日時:2024年9月13日、午後8時~10時
トピック:「変容するミャンマー紛争―民主化闘争から民族闘争へ」
講師:政策科学研究大学院大学 工藤年博教授
講演概要
現在のミャンマー政治の混迷は、反国軍闘争の性格が変質したことによるものだ。当初は、選挙結果に基づく民主的政治の回復を求める民主化への反国軍闘争であったが、あまりにも酷い国軍の武力弾圧に対して、民主派が武装して少数民族の武装組織と協力して反国軍闘争を強化した。これを機に、国軍と停戦協定に署名していた少数民族の中から協定を破棄する者が出てきたと同時に、少数民族の3グループが2023年10月27日の国軍への反抗攻撃を開始した。この結果、少数民族の団結・共闘が全国的に強化されて、国軍が劣勢に立たされ、もはや、民主化闘争よりも、民族的な武力闘争に変質してしまった。
トピック:「ティラワ経済特区の現状と課題」
講師:一般社団法人 日本ミャンマー友好協会 高松重信 副会長
講演概要
「ティラワ経済特区(SEZ)」は、現在の政治的混乱による困難にも拘らず、関係者の懸命な努力によって、投資企業111社の95.2%が稼働している。稼働率は電力消費量でみると2019年比で95.8%に回復。

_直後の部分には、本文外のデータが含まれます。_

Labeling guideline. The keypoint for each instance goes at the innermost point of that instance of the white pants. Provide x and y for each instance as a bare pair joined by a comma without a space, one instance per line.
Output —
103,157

ただし、経営状況でみると、好調企業は32%で、普通が29%、苦戦25%、その他は14%となっている。ティラワSEZ内では、14,500人が働いており、SEZ 内外で間接的に働いている人は20,000人を超えた相当数に上る。6月8日に新バゴー橋も開通したので、その流通への効果も大いに期待されるところ、今後、アジアハイウエイへのアクセスも改善され、ヤンゴンを含む一帯がアジアのハブ都市として発展する十分なポテンシャルを持っている。